Southampton: Hospital's plan to reduce 'bed blockers'
Patients occupying hospital beds when they are medically fit to leave are costing the NHS millions of pounds
Health bosses in Southampton have set a “significant ambition” of halving the number of patients who occupy hospital beds when they are medically fit to leave.
University Hospital Southampton currently sees around 200 patients with no criteria to reside (NCTR) in acute beds at any one time.
Members of the city council’s health overview and scrutiny panel were told these situations were not best for the patient and the NHS.
James House, Southampton place director for NHS Hampshire and Isle of Wight Integrated Care Board, said it was a “perineal issue” which was “really complex”.
He said it involved there not being enough capacity in social care and workforce challenges, as well as over-prescribing and over-medicalising people.
Mr House told the panel: “We have got quite a significant ambition this year which is to try and reduce the number of NCTR patients by half.
“Whether that is achievable or not, who knows, and we are still working through the underlying detail to that, but that is the ambition we have set ourselves and that’s what we think we should be striving for.”
The hospital has launched an internal programme to assess how patients can be discharged more quickly, how they can leave with less dependency on care and how to keep them moving while in hospital to prevent deconditioning.
The panel was told the financial impact of existing levels of NCTR patients was in the millions of pounds a year.
Duncan Linning-Karp, University Hospital Southampton’s deputy chief operating officer, said every winter elective surgeries had to be cancelled due to not having enough beds.
He said there was a “really big evidence base” that post-Covid people are going to hospital and leaving hospital sicker.
“We are just seeing a more unwell population than we were seeing pre-Covid and we can see that in everything we are doing as a hospital,” Mr Linning-Karp said.
“We can see that in our length of stay post-surgery, we can see that in the pathways patients are going down leaving hospital and that people are leaving hospital with greater care needs.”
He added: “You can speculate on the reasons for that but from the data, it is what is happening.
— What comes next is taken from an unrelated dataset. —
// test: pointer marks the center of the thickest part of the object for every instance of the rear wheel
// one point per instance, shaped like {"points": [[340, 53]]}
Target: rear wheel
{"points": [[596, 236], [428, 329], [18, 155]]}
That is putting more pressure on the council and the community about what they need and what we need.”
The integrated care board is convening a discharge board with the hospital, community health trusts and the council to bring partners together.
Claire Edger, Southampton City Council executive director of wellbeing and housing, said there needed to be more focus on hospital avoidance and prevention.
She said there had been a failure to look at what was going on before people went into hospital.
Asked what success would like, Mr House said: “Ideally, this is something that we wouldn’t want any patient to have to go through.
“In an ideal world, we want to see zero patients waiting to leave. At the end of the day, this is a queue. This is a queue for patients that are not necessarily in the place we want them to be or they want to be.
“Realistically, if we could get the 50 per cent reduction this year, I think that would be amazing.
“That would be a huge benefit and we would obviously be looking to push that forward in future years.”